Ahora, finalizadas esas maniobras paramilitares, y ya recobrados «la quietud y el seso», el Sr. Trump ha regresado a Washington para examinar los deberes del Sr. Bolsonaro en Latinoamérica, al que ha encargado reducir el incendio en la Amazonía y Buenos Aires y comprobar la solidez del muro de las lamentaciones mejicanas.

¿Y qué decir de la Europa «triste y sola» de mi tuna? Europa «ahí», como diría Heidegger. Merkel hace sus cuentas sobre el abismo de una sociedad con el corazón puesto en el Nido del Águila; Macron trata de reanimar a De Gaulle; Italia se entrega a la caza de emigrantes de su África perdida; España observa como muchos gobiernos autonómicos despliegan sus «top manta» para vender votos baratos a la Moncloa; el Reino Unido practica el boca a boca a una Commonwealth de recuerdo y ceremonia; los eslavos se asoman a la trastienda europea; Rusia sueña unos zares surgidos del vientre de alquiler comunista; Polonia reza todos los días al Papa armado; Latinoamérica resucita a los estancieros de la nueva leyenda negra. Y en la lejanía China, con sus fauces abiertas a las vera del Japón callado.

¿Ese es el mundo de la globalización? Pues sus restos insepultos, repito, apestan. Y el nuevo Carlomagno no acaba de aparecer porque carece de lugar desde el que partir.

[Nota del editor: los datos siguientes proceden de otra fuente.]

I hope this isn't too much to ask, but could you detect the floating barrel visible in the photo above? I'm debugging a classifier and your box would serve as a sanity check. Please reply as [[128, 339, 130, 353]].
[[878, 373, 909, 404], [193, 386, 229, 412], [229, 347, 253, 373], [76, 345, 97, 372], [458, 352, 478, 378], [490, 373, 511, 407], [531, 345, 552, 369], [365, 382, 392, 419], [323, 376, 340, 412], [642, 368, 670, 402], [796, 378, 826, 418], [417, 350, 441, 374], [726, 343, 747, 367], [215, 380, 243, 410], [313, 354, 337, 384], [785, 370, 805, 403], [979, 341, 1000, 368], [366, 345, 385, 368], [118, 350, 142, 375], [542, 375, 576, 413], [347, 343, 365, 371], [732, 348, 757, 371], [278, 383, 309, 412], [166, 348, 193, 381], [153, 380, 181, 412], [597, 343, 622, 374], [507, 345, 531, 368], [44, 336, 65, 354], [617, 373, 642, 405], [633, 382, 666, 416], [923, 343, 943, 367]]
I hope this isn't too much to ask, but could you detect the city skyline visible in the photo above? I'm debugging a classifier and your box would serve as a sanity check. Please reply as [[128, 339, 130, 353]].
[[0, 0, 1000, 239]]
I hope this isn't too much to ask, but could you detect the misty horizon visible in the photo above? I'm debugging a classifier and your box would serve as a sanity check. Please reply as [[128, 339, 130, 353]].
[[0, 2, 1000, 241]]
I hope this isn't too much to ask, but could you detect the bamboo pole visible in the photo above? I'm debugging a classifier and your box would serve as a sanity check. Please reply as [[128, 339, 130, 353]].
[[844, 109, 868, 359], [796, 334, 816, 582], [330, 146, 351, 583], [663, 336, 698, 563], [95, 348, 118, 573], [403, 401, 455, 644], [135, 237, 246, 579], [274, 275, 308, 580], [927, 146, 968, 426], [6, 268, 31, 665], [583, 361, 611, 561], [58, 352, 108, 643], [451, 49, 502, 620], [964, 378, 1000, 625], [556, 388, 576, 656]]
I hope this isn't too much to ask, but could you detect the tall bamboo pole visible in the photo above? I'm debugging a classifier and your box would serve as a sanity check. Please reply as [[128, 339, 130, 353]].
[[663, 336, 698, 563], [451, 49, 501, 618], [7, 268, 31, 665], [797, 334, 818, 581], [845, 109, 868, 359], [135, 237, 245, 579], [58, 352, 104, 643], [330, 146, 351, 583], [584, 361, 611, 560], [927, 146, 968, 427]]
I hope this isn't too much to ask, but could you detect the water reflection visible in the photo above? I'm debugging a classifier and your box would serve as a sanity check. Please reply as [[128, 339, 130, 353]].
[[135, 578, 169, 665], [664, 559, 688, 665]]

Algún día el rayo surgirá de la cueva para llegar hasta la cumbre. Pero mientras tanto millones de personas demandan un poco de elegancia en la espera del ángel; un tránsito en que el emperador que hizo cónsul a su caballo no sea rubio-preto y proceda a peinarse como Dios manda. Un emperador que nos invite a pan y circo y nos deje al menos bajar o subir el dedo.